The NodeNotInTree one is trickier, I think, since we wouldn’t want to disable it completely. The issue is what should happen if you accidentally do something like ask for the parent of a node that’s not in the tree structure you’re using. In an earlier version we didn’t have the NodeNotInTree check and it lead to a bunch of hard-to-find bugs since each such node just silently appeared to have no parent at all. I will take a look to make this check faster though.
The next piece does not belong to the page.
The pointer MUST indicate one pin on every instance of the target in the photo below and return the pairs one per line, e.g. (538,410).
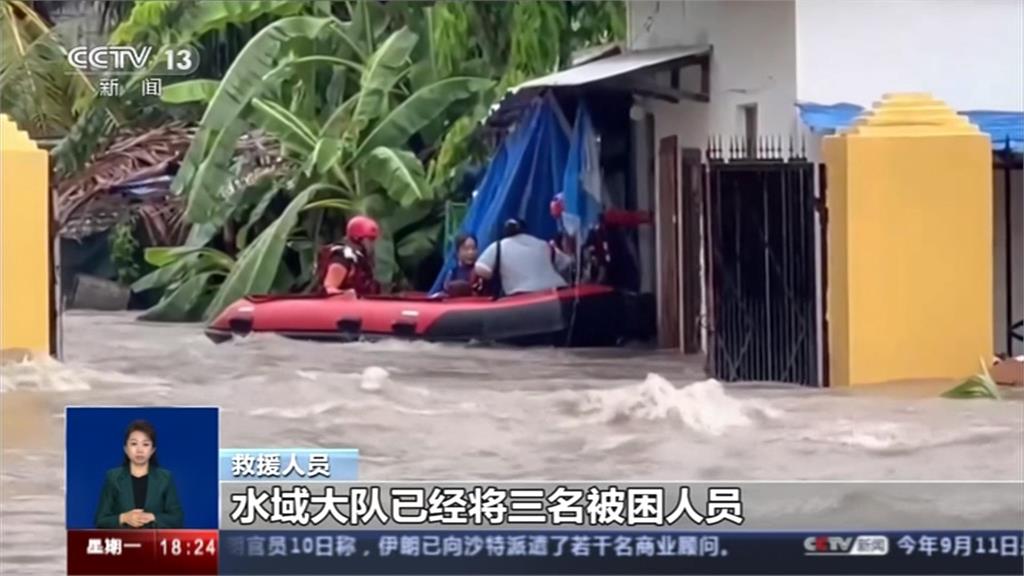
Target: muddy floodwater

A linear search is not really scalable, of course.

cheers,
Tony

> On 27 Sep. 2016, at 9:50 pm, Miguel Branco <m...@spacebase.org> wrote:
>
> ps: in case it wasn't obvious, the snippets above are not correct for the general case (e.g. no reliance on same(..)) but it should still show the sort of improvement possible to get with a better structure.
>
> On 27 September 2016 at 13:26, Miguel Branco <m...@spacebase.org> wrote:
> Just an update on this one:
>
> So we indeed found a few bottlenecks which might be of interest:
>
> One such is in tree.parent.pair(...). The unapply in pair calls image(...) which goes to graph and does a collect. The graph is implemented with a Vector, which involves a sequential scan for reference equality. That collect was killing us in big trees, in the midst of a chain doing tree.parent.pair. We switched the implementation (actually, we created a separate graph object just to try out) using Java's IdentityHashMap and we saw a very significant improvement in performance (>10x). The implementation we did is incredibly naive but it shows the concept:
> lazy val fastGraph: util.IdentityHashMap[T, Vector[U]] = {
> val hashMap = new util.IdentityHashMap[T, Vector[U]]()
> for ((t, u) <- graph) {
> val v = hashMap.get(t)
> if (v == null) {
> hashMap.put(t, Vector(u))
> } else {
> hashMap.put(t, v :+ u)
> }
> }
> hashMap
> }
>
> The image method then is:
> def image(t : T) : Vector[U] = {
> fastGraph.getOrDefault(t, Vector())
> //graph.collect { case (t1, u) if same(t, t1) => u }
> }
>
> Separately, in Tree.scala, we disabled the checks for NodeNotInTree, which itself triggered another 10x gain. So our code was taking 100s to analyze, now less than 1s.
>
> We may contribute these as proper patches in the near future, but I'd just like to let you know in advance in case it helps!
>
> cheers,
> Miguel
>
>
>
> On 21 September 2016 at 10:52, Miguel Branco <m...@spacebase.org> wrote:

Miguel Branco

unread,

Sep 29, 2016, 7:53:49 AM9/29/16

to ki...@googlegroups.com

Thanks for the feedback. We're slowly getting more familiar with Kiama internals and we're happy to contribute on this as we manage. If there are any particular hints/places to look/changes you have in mind, let us know.

BTW, we also see some issues with lazy cloning the tree; likely due to similar performance issues.

And you're completely right on NodeNotInTree. It was really just a compromise for now; we run our "compiler" in "training wheels" mode where it checks itself the internal consistency between "phases" (i.e. between strategies being applied) so its removal is a lesser issue. But it's by no means a proper solution.